Annie została w domu Sano na noc, dziewczyna jednak nie mogła spać i spojrzała na blondyna leżącego obok.
- Manji... - szturchnęła go. – Nie mogę spać. – mówiła lecz ten nie odpowiedział. – Manji... - ponownie go czepnęła.

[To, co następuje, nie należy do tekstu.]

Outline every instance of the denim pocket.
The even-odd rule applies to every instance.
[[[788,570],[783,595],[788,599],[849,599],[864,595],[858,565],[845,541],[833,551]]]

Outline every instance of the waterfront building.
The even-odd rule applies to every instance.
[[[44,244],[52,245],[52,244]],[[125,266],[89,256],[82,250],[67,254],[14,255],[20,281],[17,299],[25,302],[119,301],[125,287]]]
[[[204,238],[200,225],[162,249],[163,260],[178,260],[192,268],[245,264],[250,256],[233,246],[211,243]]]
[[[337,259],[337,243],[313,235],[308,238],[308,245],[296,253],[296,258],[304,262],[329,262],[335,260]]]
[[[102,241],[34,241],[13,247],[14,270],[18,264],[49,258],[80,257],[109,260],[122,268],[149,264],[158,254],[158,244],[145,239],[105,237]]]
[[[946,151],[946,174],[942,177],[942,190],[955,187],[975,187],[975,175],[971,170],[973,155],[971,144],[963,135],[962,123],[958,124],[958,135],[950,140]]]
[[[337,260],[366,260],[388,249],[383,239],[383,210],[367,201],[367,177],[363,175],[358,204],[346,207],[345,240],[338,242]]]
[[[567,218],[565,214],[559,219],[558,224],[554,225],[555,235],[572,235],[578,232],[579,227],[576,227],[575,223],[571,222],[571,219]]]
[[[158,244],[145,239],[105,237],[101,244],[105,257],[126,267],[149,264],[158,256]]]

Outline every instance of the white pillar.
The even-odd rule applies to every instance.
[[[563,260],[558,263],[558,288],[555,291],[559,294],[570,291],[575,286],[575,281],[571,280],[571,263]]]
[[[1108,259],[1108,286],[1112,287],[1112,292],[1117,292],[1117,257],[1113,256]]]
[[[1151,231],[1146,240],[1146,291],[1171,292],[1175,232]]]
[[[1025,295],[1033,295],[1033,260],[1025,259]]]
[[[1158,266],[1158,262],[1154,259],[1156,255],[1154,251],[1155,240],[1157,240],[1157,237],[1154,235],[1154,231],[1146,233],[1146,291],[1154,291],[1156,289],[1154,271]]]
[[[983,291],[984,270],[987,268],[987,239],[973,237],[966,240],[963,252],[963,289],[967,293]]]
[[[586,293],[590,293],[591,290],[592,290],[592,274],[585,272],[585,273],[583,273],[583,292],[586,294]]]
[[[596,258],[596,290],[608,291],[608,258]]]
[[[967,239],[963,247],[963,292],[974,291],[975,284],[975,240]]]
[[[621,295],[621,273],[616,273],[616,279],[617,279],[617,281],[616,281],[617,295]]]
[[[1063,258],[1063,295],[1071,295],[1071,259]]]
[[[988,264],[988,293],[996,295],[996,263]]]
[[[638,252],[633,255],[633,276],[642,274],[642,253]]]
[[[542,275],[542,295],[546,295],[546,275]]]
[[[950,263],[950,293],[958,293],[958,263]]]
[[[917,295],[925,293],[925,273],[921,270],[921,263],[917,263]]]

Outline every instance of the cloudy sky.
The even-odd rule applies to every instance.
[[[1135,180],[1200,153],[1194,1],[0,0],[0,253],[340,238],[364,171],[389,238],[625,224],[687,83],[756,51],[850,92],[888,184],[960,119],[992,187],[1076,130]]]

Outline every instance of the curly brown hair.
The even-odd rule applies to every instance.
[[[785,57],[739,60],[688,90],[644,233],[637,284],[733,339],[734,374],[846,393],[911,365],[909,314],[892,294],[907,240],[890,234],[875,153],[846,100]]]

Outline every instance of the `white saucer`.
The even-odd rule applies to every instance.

- A ja mogę. – odparł na co tamta westchnęła.
- Dalej jesteś zły za to, że zapomniałam wcześniej dodać flagi do twojego jedzenia? – spytała przypominając sobie incydent lecz nie otrzymała odpowiedzi, chłopak chwilę później ponownie zasnął. – Ugh, Manji... - patrzyła na niego. – Nie mogę spać, przytul mnie... Przytul mnie! – szturchnęła go lecz ten dalej spał.
Ami westchnęła po czym przysunęła się do blondyna, uniosła jego dużą koszulkę i weszła pod nią do środka przytulając się do chłopaka.
Sano obudził się rano zdziwiony widząc przytulającą się do niego Ami pod jego koszulką.
- Huh? Ami, jak weszłaś pod moją koszulkę? – pytał zaskoczony lecz nastolatka spała i nie odpowiadała. – Co to za nowy rodzaj spania? – spoglądał na niewinnie wtuloną w niego jak dziecko Annie. Uśmiech zjawił się na jego twarzy. – Jesteś taka urocza. – mówił rozbawiony po czym obiął ukochaną, przytulił i pocałował w czoło. – Jak mam się dalej złościć, gdy robisz coś takiego. – zachichotał i wtulił się w śpiącą dziewczynę.